Kiedy zaczynałem fotografować to na meczach właściwie zawsze byli fotografowie z dwóch lokalnych gazet. Teraz właściwie ich nie ma. Bywają czasem. To efekt tego, że kluby mają swoich fotografów a ich zdjęciach udostępniają mediom w ramach materiałów prasowych. Rynek się strasznie pozmieniał...

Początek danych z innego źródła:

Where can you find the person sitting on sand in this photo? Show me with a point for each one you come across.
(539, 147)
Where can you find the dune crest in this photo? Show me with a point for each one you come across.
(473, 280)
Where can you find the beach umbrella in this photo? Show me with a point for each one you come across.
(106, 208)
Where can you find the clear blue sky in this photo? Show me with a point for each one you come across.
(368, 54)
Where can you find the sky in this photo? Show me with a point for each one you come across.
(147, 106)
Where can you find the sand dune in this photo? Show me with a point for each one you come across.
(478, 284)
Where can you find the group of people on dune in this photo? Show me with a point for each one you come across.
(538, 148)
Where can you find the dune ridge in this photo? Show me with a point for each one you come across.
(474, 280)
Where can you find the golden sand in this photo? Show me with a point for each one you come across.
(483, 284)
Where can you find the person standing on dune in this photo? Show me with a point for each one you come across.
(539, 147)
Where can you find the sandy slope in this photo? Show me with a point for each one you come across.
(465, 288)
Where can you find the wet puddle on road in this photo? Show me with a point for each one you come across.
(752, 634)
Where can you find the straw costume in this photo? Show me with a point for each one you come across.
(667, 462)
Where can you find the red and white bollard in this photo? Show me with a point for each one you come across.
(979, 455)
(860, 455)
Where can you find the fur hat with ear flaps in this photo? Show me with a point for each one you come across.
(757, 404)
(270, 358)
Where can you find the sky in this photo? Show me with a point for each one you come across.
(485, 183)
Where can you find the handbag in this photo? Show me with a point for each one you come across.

Ktoś tu wspomniał o zdjęciach ze stocków... Jakiś czas temu na Linkedin ktoś wyśmiał jeden z portali informacyjnych, że zdjęcie z meczu koszykarek CCC opatrzyli zdjęciem sklepu obuwniczego CCC. Jeden z pracowników tego portalu informacyjnego przeprosił i przyznał, ze ich automatyczny system do tworzenia treści nie jest jeszcze bez wad. To pokazuje o co w tym chodzi. Automat tłucze informacje na podstawie jakiś tam predefiniowanych szablonów i kanałów ze źródłami i nap... byle grafiką do tego po słowach kluczowych. Takie dziennikarstwo...

Znam kilka osób, które dają do agencji zdjęcia, bardzo dobrej jakości, dla mnie poziom najwyższej ligi, ale prywatnie zajmują się zawodowo kompletnie innymi tematami.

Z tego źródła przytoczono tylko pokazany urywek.